Memorization Capacity for Additive Fine-Tuning with Small ReLU Networks
Jy-yong Sohn, Dohyun Kwon, Seoyeon An, Kangwook Lee
TL;DR
The paper introduces Fine-Tuning Capacity (FTC) to quantify the memorization-like limits of additive fine-tuning on pre-trained networks. It analyzes two concrete architectures: 2-layer and 3-layer ReLU networks used as side nets $g$ added to a frozen $f$, deriving tight bounds on the required neuron count $m$ to arbitrarily adjust $N$ labels among a dataset of size $K$. Specifically, 2-layer ReLU fine-tuning requires $m = \Theta(N)$ neurons, independent of $K$, while 3-layer ReLU fine-tuning reduces this to $m = \Theta(\sqrt{N})$ with bounds that may depend on $K$. The results bridge memorization capacity and fine-tuning, providing constructive upper-bound networks, lower-bound limitations, and extensions to deeper architectures, complemented by synthetic experiments that validate the square-root scaling.
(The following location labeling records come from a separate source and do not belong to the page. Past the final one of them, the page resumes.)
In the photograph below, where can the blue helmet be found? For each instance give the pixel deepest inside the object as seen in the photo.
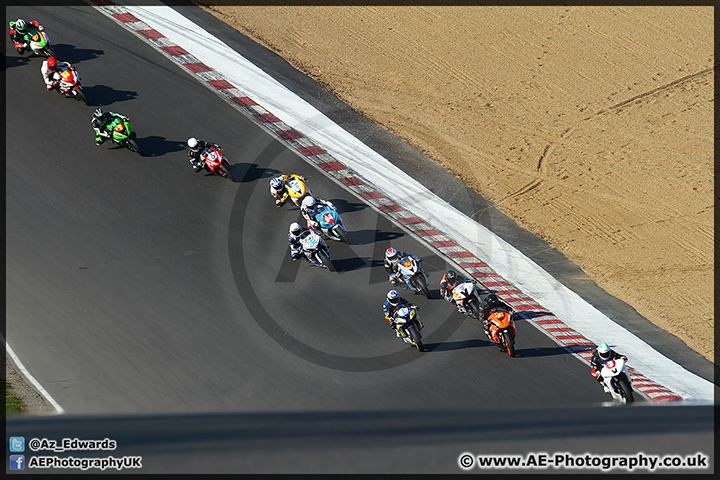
(393, 297)
(277, 183)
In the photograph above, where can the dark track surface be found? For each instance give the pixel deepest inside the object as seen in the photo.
(137, 287)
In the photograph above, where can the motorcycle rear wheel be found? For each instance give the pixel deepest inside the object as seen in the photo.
(422, 284)
(625, 390)
(415, 336)
(325, 260)
(509, 343)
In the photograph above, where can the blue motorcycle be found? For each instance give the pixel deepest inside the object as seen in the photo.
(331, 224)
(410, 272)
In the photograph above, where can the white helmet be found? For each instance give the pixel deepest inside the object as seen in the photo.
(295, 229)
(308, 203)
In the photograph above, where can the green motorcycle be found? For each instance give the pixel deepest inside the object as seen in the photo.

Overall, FTC offers a theoretical framework to understand the resource-efficiency of fine-tuning large pre-trained models.
Abstract
Fine-tuning large pre-trained models is a common practice in machine learning applications, yet its mathematical analysis remains largely unexplored. In this paper, we study fine-tuning through the lens of memorization capacity. Our new measure, the Fine-Tuning Capacity (FTC), is defined as the maximum number of samples a neural network can fine-tune, or equivalently, as the minimum number of neurons ($m$) needed to arbitrarily change $N$ labels among $K$ samples considered in the fine-tuning process. In essence, FTC extends the memorization capacity concept to the fine-tuning scenario. We analyze FTC for the additive fine-tuning scenario where the fine-tuned network is defined as the summation of the frozen pre-trained network $f$ and a neural network $g$ (with $m$ neurons) designed for fine-tuning. When $g$ is a ReLU network with either 2 or 3 layers, we obtain tight upper and lower bounds on FTC; we show that $N$ samples can be fine-tuned with $m=Θ(N)$ neurons for 2-layer networks, and with $m=Θ(\sqrt{N})$ neurons for 3-layer networks, no matter how large $K$ is. Our results recover the known memorization capacity results when $N = K$ as a special case.